Active Learning is a particular case of supervised machine learning. This method is used to build a high-performance classifier while keeping the size of the training dataset small. The valuable data points are picked out by hand.
We must correctly label the data to get the best results from machine learning. However, this is a long and time-consuming process. It is also a problem when unsupervised or semi-supervised Learning deals with massive data sets. Active Learning with strategies that help developers prioritize the data and choose the most valuable samples to the label to get the most out of the training is the answer. It also promises to reduce the number of samples needed by picking the right ones.
We have compiled a list of online resources where you can study active Learning in depth.

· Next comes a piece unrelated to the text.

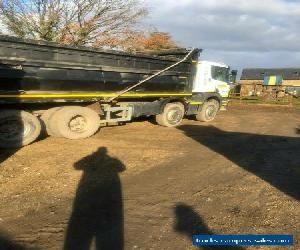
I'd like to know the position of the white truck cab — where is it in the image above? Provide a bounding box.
[192,61,230,98]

Active Learning – Coursera
In this course, you will learn how to build data pipelines by gathering, cleaning, validating, and assessing datasets; using TensorFlow Extended to perform feature engineering, transformation, and selection to extract the most predictive power from your data; and setting up the data lifecycle by utilizing data lineage and provenance metadata tools and enterprise data schemas to track the evolution of data. Understanding machine learning and deep Learning is essential for a successful AI career, but production engineering knowledge is also necessary. The Machine Learning Engineering for Production course combines the fundamental concepts of machine learning with the functional understanding of contemporary software development and engineering roles. It helps you develop skills that are production-ready.
Active Learning Literature Survey – Burr Settles
This resource gives an overview of active Learning and its research. It includes a discussion of how we can make queries, and a summary of the query strategy frameworks suggested so far. There is also an analysis of the empirical and theoretical evidence for how we can set up well active learning works, a summary of the different ways problems and practical issues, and a discussion of related research topics in machine learning.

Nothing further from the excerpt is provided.